A jury found Crenshanda Williams, 44, guilty of interference with emergency telephone calls on Wednesday, the Houston Chronicle reported.
In addition to the brief jail sentence, Williams was also ordered to serve 18 months on probation.
An investigation into Williams’ behaviors was initiated after routine monthly audits by Houston Emergency Center officials found that Williams had a high volume of “short calls,” which lasted less than 20 seconds.
Prosecutors discovered that in “thousands” of these short calls, Williams had hung up on the reporting parties, the Houston Chronicle reported.
“Thousands of short calls have been attributed to the defendant from October 2015 through March 2016,” court documents noted, according to KTRK.

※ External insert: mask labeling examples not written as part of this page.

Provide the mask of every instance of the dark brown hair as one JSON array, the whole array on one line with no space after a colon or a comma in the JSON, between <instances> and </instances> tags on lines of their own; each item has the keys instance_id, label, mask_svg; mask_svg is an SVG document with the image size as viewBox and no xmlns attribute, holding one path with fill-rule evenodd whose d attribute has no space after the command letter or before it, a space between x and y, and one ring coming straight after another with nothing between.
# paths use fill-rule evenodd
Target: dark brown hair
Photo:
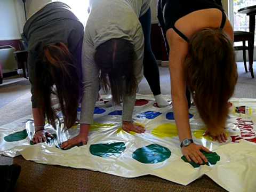
<instances>
[{"instance_id":1,"label":"dark brown hair","mask_svg":"<svg viewBox=\"0 0 256 192\"><path fill-rule=\"evenodd\" d=\"M116 105L120 104L124 94L132 95L137 90L135 54L133 44L122 38L109 40L96 49L94 60L100 70L100 84L105 92L110 89Z\"/></svg>"},{"instance_id":2,"label":"dark brown hair","mask_svg":"<svg viewBox=\"0 0 256 192\"><path fill-rule=\"evenodd\" d=\"M223 128L238 76L230 38L219 29L196 33L185 64L187 84L202 119L209 129Z\"/></svg>"},{"instance_id":3,"label":"dark brown hair","mask_svg":"<svg viewBox=\"0 0 256 192\"><path fill-rule=\"evenodd\" d=\"M77 69L67 46L57 43L44 46L39 59L36 63L35 93L38 99L39 109L48 122L55 128L58 118L52 108L51 94L56 94L60 104L67 129L76 120L79 95L79 79ZM53 91L56 86L57 92Z\"/></svg>"}]
</instances>

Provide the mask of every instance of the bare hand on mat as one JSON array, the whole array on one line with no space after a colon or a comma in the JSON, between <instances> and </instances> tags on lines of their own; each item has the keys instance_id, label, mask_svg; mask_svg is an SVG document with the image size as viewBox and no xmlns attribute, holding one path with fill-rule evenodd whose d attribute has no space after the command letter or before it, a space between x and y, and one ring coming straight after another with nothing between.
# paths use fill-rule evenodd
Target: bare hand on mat
<instances>
[{"instance_id":1,"label":"bare hand on mat","mask_svg":"<svg viewBox=\"0 0 256 192\"><path fill-rule=\"evenodd\" d=\"M86 145L88 141L88 134L90 125L89 124L80 125L80 132L78 135L63 142L60 146L62 149L68 149L74 146Z\"/></svg>"},{"instance_id":2,"label":"bare hand on mat","mask_svg":"<svg viewBox=\"0 0 256 192\"><path fill-rule=\"evenodd\" d=\"M228 140L225 129L215 130L214 131L207 130L204 136L211 137L213 141L218 140L220 143L225 142Z\"/></svg>"},{"instance_id":3,"label":"bare hand on mat","mask_svg":"<svg viewBox=\"0 0 256 192\"><path fill-rule=\"evenodd\" d=\"M51 133L44 130L37 131L35 133L35 135L34 135L33 139L32 139L32 141L35 144L44 142L46 141L46 138L47 137L53 138L53 136Z\"/></svg>"},{"instance_id":4,"label":"bare hand on mat","mask_svg":"<svg viewBox=\"0 0 256 192\"><path fill-rule=\"evenodd\" d=\"M205 163L208 162L208 160L200 151L200 150L203 150L207 153L211 153L211 151L204 146L195 143L191 143L187 147L183 147L181 149L182 154L184 155L189 162L193 161L196 163L200 164L203 164L203 161Z\"/></svg>"},{"instance_id":5,"label":"bare hand on mat","mask_svg":"<svg viewBox=\"0 0 256 192\"><path fill-rule=\"evenodd\" d=\"M133 131L137 133L142 133L145 132L145 129L140 126L134 124L132 122L123 121L123 130L127 133Z\"/></svg>"}]
</instances>

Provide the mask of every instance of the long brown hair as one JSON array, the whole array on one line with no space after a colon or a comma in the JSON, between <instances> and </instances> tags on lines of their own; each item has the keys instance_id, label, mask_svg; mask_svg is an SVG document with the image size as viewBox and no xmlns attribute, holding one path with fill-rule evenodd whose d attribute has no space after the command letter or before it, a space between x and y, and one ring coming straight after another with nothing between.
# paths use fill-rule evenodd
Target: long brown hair
<instances>
[{"instance_id":1,"label":"long brown hair","mask_svg":"<svg viewBox=\"0 0 256 192\"><path fill-rule=\"evenodd\" d=\"M127 40L111 39L96 49L94 60L100 70L100 83L107 93L109 88L116 105L124 94L136 93L138 83L134 75L135 51Z\"/></svg>"},{"instance_id":2,"label":"long brown hair","mask_svg":"<svg viewBox=\"0 0 256 192\"><path fill-rule=\"evenodd\" d=\"M58 118L52 108L51 94L56 94L64 116L67 129L76 120L79 95L79 79L74 60L67 46L57 43L44 46L36 63L35 93L39 109L46 115L48 122L55 128ZM57 92L53 91L56 86Z\"/></svg>"},{"instance_id":3,"label":"long brown hair","mask_svg":"<svg viewBox=\"0 0 256 192\"><path fill-rule=\"evenodd\" d=\"M185 64L187 84L202 119L209 129L223 128L238 76L230 38L220 29L197 33Z\"/></svg>"}]
</instances>

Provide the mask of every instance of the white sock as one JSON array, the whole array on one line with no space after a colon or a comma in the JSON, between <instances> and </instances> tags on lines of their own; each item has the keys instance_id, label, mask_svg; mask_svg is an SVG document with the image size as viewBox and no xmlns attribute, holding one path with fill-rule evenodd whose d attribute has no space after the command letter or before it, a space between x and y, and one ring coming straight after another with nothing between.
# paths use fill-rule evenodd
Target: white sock
<instances>
[{"instance_id":1,"label":"white sock","mask_svg":"<svg viewBox=\"0 0 256 192\"><path fill-rule=\"evenodd\" d=\"M112 100L112 99L111 99L111 100L107 102L105 104L104 106L105 107L111 107L113 106L113 101Z\"/></svg>"},{"instance_id":2,"label":"white sock","mask_svg":"<svg viewBox=\"0 0 256 192\"><path fill-rule=\"evenodd\" d=\"M159 107L165 107L169 106L169 103L163 98L162 94L154 96Z\"/></svg>"}]
</instances>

She was fired by the city in August of 2016, having worked for the agency for 18 months, the Houston Chronicle reported.
In one 2016 instance, a man called 911 to report two speeding vehicles on a section of highway where two people had been killed in a speeding-related crash several weeks prior, FOX News reported.
When the call disconnected, the man initially believed there was a problem with the cell phone connection, so he called 911 again.
Before he was able to finish explaining what he had witnessed with regards to the speeding vehicles, Williams cut him off yet again.
“Ain’t nobody got time for this. For real,” Williams said, according to FOX News.
On another occasion, Williams hung up on a caller who was attempting to report a violent robbery, the Houston Chronicle reported.
According to CNN, the reporting party saw a man with a gun at a store and heard shots fired, but Williams hung up on him twice, without giving him the opportunity to explain what had occurred.
The man finally reached a different 911 operator, who took his information and dispatched officers to the scene, where they found the store manager shot to death.
“The citizens of Harris County rely on 911 operators to dispatch help in their time of need,” Assistant District Attorney Lauren Reeder told KTRK. “When a public servant betrays the community’s trust and breaks the law, we have a responsibility to hold them criminally accountable.”
Williams’ attorney, Franklin Bynum, said that his client had been “going through a hard time in her life” when she hung up on the 911 callers, FOX News reported.
“Punishing her doesn’t do anything to fix the problems that still exist at the emergency center,” Bynum claimed.
Williams’ supervisor was placed on a year of internal probation, the Houston Chronicle reported.